I also had no idea how to structure my eating and drinking throughout the race. Do I replenish every time we pass nourishment or do I hold off? Since I had no idea what I was doing I replenished every time I saw replenishment on offer. I don’t think this was the best idea and may have contributed to the feeling of peeing in my pants, though when I did go to pee it was obvious I was dehydrated. The thing I most worried about was getting a stitch so I was careful with the food and water but I did have some; it was on offer and it’s very hard to say no when you are pushing your body and all it wants is some water and a slice of apple.

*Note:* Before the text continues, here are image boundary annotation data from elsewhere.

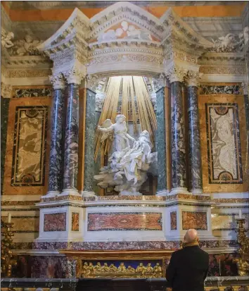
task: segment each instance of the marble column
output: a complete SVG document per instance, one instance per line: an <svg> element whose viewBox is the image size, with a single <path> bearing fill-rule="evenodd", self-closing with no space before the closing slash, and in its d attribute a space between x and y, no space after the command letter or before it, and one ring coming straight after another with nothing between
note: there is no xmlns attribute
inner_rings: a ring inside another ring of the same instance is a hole
<svg viewBox="0 0 249 291"><path fill-rule="evenodd" d="M61 73L51 76L50 80L53 87L53 95L51 112L51 144L47 195L53 196L60 193L63 190L65 82Z"/></svg>
<svg viewBox="0 0 249 291"><path fill-rule="evenodd" d="M186 141L182 96L182 80L171 78L171 151L172 191L170 194L188 193L186 178Z"/></svg>
<svg viewBox="0 0 249 291"><path fill-rule="evenodd" d="M85 116L85 144L84 144L84 171L83 196L94 196L96 182L94 162L94 140L96 125L96 93L87 89L86 116Z"/></svg>
<svg viewBox="0 0 249 291"><path fill-rule="evenodd" d="M187 80L187 83L189 189L193 194L201 194L203 193L203 173L198 103L198 82L196 79L189 78Z"/></svg>
<svg viewBox="0 0 249 291"><path fill-rule="evenodd" d="M78 195L79 85L82 74L71 70L66 74L68 83L64 144L63 194Z"/></svg>
<svg viewBox="0 0 249 291"><path fill-rule="evenodd" d="M158 151L158 189L156 194L165 196L167 194L166 179L166 143L165 143L165 87L156 92L156 118L158 128L155 145Z"/></svg>
<svg viewBox="0 0 249 291"><path fill-rule="evenodd" d="M244 94L244 103L245 103L245 122L246 122L246 131L247 131L247 148L248 148L248 155L249 156L249 95L248 95L248 84L245 82L241 84L241 87L243 90Z"/></svg>

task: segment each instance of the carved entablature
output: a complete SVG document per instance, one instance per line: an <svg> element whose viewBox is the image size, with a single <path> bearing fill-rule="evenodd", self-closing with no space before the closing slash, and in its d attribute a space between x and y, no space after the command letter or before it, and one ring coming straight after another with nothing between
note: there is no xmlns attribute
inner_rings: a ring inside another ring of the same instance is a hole
<svg viewBox="0 0 249 291"><path fill-rule="evenodd" d="M239 79L245 75L243 58L249 47L248 27L235 37L208 40L172 8L158 18L127 1L115 3L91 18L76 8L42 43L29 35L21 42L13 39L12 32L3 32L2 63L8 70L53 68L53 76L62 73L65 81L77 83L87 75L157 78L162 73L171 82L182 82L189 79L188 72L204 73L205 81L205 75L217 74L235 74ZM232 61L233 56L237 59Z"/></svg>

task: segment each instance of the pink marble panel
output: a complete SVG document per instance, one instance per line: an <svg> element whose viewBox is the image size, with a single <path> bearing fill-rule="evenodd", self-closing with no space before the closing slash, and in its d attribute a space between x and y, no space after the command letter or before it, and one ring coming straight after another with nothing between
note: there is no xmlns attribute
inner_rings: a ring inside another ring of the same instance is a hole
<svg viewBox="0 0 249 291"><path fill-rule="evenodd" d="M182 229L189 230L189 228L207 230L207 213L182 211Z"/></svg>
<svg viewBox="0 0 249 291"><path fill-rule="evenodd" d="M170 212L170 229L175 230L177 229L177 211Z"/></svg>
<svg viewBox="0 0 249 291"><path fill-rule="evenodd" d="M65 231L66 230L65 212L44 214L44 231Z"/></svg>

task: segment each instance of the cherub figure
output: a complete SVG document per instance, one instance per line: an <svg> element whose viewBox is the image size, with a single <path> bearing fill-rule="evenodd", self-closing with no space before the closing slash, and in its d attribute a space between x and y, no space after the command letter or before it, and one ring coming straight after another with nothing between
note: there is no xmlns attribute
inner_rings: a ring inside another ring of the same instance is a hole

At about the 30 kilometre mark we passed the glucose, or what I like to call SuperFood stand. Coming in fruity flavours the sachets, which you have to rip with your teeth and squeeze into your mouth, were awkward to use. It would be nice if they came with a lid since running, tearing and trying to get the SuperFood in my mouth was about two tasks too much. It took me a good part of a kilometre to open one and the rest to get it into my mouth. Eventually they hit their target. And that’s when I actually did start to fly. Everyone told me to take these but no one told me how brilliant they are. I hadn’t realised I was flagging until suddenly I was charging down Berlin’s financial district overtaking people left, right and centre (in reality this was probably one person). I don’t think my body has ever reacted so quickly or so brilliantly to anything before.

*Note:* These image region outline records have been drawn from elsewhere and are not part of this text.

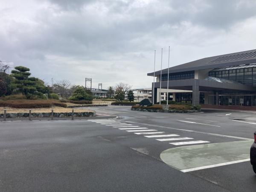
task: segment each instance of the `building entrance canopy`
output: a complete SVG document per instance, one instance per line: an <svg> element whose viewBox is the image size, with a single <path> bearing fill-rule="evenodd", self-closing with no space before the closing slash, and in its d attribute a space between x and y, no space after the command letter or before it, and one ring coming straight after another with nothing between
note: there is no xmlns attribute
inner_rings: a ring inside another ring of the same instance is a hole
<svg viewBox="0 0 256 192"><path fill-rule="evenodd" d="M167 88L167 81L161 82L161 88ZM160 82L154 83L155 87L159 87ZM192 102L194 105L199 103L200 91L216 92L224 91L244 91L254 92L256 87L239 83L233 83L228 81L220 82L220 81L209 81L203 79L184 79L169 81L169 88L180 90L192 91ZM153 84L152 83L152 87ZM156 94L157 91L154 91ZM155 98L157 98L156 95Z"/></svg>

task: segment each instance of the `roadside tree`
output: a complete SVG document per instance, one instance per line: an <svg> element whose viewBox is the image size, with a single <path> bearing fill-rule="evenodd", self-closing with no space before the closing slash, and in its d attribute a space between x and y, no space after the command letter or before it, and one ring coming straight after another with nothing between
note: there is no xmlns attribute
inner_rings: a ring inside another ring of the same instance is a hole
<svg viewBox="0 0 256 192"><path fill-rule="evenodd" d="M92 101L93 96L86 92L86 90L83 86L77 86L72 95L69 98L69 99L73 101L83 100Z"/></svg>
<svg viewBox="0 0 256 192"><path fill-rule="evenodd" d="M132 90L130 90L127 93L127 99L130 101L134 101L134 96Z"/></svg>
<svg viewBox="0 0 256 192"><path fill-rule="evenodd" d="M114 95L115 94L115 90L113 87L109 86L108 88L108 91L107 91L107 95L108 96L110 96L110 97L112 97L112 96Z"/></svg>
<svg viewBox="0 0 256 192"><path fill-rule="evenodd" d="M59 94L61 97L66 99L71 96L73 91L76 89L75 87L71 85L70 81L66 79L56 82L52 87L53 93Z"/></svg>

When I first picked up a sachet was about the same time two someones read my name on my bib and cheered me on. Best feeling ever. Another gentlemen yelled at me that I was only 13 kilometres from a beer. It’s Berlin – they have beer at the finish line. Non-alcoholic but still beer. And still perfect.
When I reached kilometre 42 I was exhausted and didn’t really understand how close I was. I had entered a sort of automatic state when my legs were doing their job, my arms were working and my brain had switched off. I knew my toe was hurting and I knew one heel was too, but the pain was far, far away.

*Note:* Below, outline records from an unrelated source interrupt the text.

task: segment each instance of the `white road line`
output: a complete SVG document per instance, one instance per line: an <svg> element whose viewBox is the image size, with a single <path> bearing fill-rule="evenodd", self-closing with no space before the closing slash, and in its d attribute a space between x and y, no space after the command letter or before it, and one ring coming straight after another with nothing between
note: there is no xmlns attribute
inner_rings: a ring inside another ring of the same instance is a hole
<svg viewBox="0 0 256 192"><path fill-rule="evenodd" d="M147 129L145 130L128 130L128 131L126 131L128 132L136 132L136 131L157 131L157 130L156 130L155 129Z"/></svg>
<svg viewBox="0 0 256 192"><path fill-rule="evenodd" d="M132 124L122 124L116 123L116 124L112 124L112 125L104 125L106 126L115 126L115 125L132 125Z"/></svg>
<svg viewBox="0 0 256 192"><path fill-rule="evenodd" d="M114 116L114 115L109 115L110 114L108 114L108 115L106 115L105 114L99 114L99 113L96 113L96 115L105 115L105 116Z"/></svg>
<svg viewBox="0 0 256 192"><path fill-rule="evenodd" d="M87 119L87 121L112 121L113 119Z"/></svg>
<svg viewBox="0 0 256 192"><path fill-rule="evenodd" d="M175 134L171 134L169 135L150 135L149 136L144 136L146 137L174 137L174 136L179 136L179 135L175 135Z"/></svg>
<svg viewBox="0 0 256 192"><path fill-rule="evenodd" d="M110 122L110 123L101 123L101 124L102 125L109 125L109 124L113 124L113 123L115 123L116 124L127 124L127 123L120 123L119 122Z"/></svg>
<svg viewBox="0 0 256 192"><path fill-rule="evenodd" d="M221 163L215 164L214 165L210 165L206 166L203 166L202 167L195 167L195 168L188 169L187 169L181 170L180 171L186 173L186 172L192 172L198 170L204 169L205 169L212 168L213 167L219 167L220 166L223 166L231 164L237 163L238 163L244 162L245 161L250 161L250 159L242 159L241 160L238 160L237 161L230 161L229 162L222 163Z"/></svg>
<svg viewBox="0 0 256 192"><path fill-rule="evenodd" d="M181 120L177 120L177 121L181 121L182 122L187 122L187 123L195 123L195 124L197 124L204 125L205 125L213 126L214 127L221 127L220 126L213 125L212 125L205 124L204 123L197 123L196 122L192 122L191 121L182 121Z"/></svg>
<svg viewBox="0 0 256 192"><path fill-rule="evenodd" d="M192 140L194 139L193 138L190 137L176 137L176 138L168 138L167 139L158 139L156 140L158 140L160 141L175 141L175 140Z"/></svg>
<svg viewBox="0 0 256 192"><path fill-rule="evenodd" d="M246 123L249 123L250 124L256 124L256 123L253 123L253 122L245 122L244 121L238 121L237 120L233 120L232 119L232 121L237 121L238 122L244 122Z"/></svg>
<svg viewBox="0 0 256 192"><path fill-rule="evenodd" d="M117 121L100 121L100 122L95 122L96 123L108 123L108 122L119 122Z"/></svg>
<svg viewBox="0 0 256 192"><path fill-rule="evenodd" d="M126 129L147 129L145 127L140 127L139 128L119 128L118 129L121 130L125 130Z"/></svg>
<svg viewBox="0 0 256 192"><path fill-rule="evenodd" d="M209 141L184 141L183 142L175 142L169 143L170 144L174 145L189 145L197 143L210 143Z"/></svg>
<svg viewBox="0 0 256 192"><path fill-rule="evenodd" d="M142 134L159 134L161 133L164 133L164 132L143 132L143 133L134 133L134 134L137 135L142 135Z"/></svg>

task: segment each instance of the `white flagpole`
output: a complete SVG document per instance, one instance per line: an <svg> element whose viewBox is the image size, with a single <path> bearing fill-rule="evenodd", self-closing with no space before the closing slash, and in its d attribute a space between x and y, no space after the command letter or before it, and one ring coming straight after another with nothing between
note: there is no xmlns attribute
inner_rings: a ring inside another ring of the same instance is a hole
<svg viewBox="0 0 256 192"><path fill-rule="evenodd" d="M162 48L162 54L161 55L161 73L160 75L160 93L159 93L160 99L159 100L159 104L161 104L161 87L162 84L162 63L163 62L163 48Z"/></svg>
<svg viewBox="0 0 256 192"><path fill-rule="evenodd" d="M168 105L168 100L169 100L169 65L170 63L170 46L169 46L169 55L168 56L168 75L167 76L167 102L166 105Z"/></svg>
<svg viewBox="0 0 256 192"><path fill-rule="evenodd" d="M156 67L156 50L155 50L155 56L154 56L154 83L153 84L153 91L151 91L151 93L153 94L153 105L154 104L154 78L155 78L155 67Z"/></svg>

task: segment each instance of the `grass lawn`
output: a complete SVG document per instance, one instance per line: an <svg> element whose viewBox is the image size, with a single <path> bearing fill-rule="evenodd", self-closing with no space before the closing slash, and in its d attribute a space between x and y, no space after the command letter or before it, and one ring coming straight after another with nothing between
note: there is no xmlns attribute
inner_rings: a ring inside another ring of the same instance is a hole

It was only when I saw the Brandenburg Tor and I understood what I had almost done. My friend was waiting right there for me and as she snapped some pictures I started to sprint. And then I had finished. I had run the Berlin Marathon.
As I was in Berlin running a marathon, I kept my phone with me just in case. Just in case is the only reason my parents ever bought me a phone in the first place and something my phone has never been used for. I looked at the screen. I was walking. A medal was put around my neck. I had a beer in my hands. Non-alcoholic, but still. I called Sister and promptly burst into tears.
‘Are you ok? Are you hurt?’ she asked me all the way from London.
‘No,’ I sobbed. ‘I’m crying because I am so fucking happy.’
This post is dedicated to adidas and the amazing people who let me do this. You can never know how grateful I am for having been given this chance. You all supported me and cheered me all the way. Thank you!